Unreasonable Hospitality: Why It Matters More Than Ever (And What Europe Should Learn)
There’s a certain kind of book that masquerades as a memoir but is, in fact, a manifesto. Will Guidara’s Unreasonable Hospitality is one of those books. On its surface, it’s about restaurants—about Guidara’s tenure at Eleven Madison Park, about turning a fine-dining establishment into the best restaurant in the world. But like all good business books pretending not to be, it’s really about something far more fundamental: how to create transformative experiences in a world saturated with transactions.
Guidara’s premise is disarmingly simple: it’s not enough to serve excellent food. Or run a smooth event. Or have a product that technically works. You must make people feel like they matter. And not in a generalised, HR-department-values-statement kind of way—but in a way that’s specific, unscalable, and emotionally resonant.
At Eleven Madison Park, this manifested in what can only be described as absurd acts of care. A family from Barcelona mentioned that their son missed his favourite hot dog back home. The staff sourced the exact brand, reheated it to local perfection, and served it to him mid-meal. A guest mentioned their love for New York-style street pretzels. The team recreated the experience inside the restaurant, complete with cart and mustard squeeze bottles.
This is not “customer service.” It’s theatre with soul.
And here’s where it gets clever—because the book isn’t just a series of warm anecdotes and management philosophy. It’s a business strategy. A movement, even. Guidara has since parlayed this into consulting, content, culture-building. What he’s done is identify a universal truth—that people are desperate for connection and personalisation—and turn it into a replicable operating system.
You could call it manipulative. But you’d be missing the point. Unreasonable hospitality is a deliberate counterattack against mediocrity.
In an era where algorithms recommend your lunch and chatbots handle your queries, the mere act of human effort has become exceptional. Guidara simply pushes this to its logical extreme. And if you think this only applies to restaurants, you haven’t run an event.
Because the truth is: most events are transactional. Conferences, pitch days, even board meetings. A schedule. A speaker lineup. A sad sandwich.
When I started building Capital for Cures, I knew I didn’t want to just run another industry gathering. I wanted to create something people would remember—not because the slide decks were polished, but because the experience made them feel seen.
So yes, I stole from Guidara. Shamelessly. I put thought into the small things: welcome notes, hand-selected venues, real food (not foil trays), music that didn’t sound like a corporate jingle. I asked people what they needed—and then, when I could, I delivered. A spontaneous introduction. A quiet corner for a tense negotiation. A seat at the table no one else offered.
It’s not scalable. It’s not “lean.” But it’s what people remember. And that’s the whole point.
Now, let’s talk Europe.
This kind of thinking is still painfully rare here. We’ve got centuries of hospitality tradition, but in business? We still think professionalism means being cold, neutral, and interchangeable. Events are efficient. Dinners are formal. Emails are curt. It’s no wonder so many European founders and innovators flock to the U.S. for funding and community—over there, someone will at least pretend to be excited about your idea.
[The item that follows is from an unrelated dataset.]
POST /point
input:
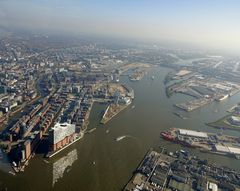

Unreasonable hospitality offers a better model. Not American fake-nice, but actual intentionality. Care. Delight. What if every pitch meeting felt like someone wanted you to succeed? What if every conference was curated for magic, not mediocrity?
The irony, of course, is that this approach isn’t expensive. It’s effortful. It requires listening, imagination, and some logistical gymnastics. But the ROI is enormous. People come back. They refer others. They associate your name with something that made them feel like more than a LinkedIn connection.
For me, Capital for Cures isn’t about throwing nice parties. It’s about changing the way healthcare capital connects with ideas. And that begins not with better diligence rooms or polished logos, but with unreasonable hospitality.
If we want to build ecosystems that support real innovation—across biotech, healthcare, or anything else—we need more than funding. We need belonging. We need people to walk into a room and feel: this was made for me.
Guidara figured that out with foie gras and white tablecloths. The rest of us can do it with name tags, coffee, and genuine attention.
So yes, read the book. Steal the ideas. Put pretzels on a platter if that’s what it takes. But above all, remember: when you make people feel welcome, they show up differently. And in the long run, that’s what changes everything.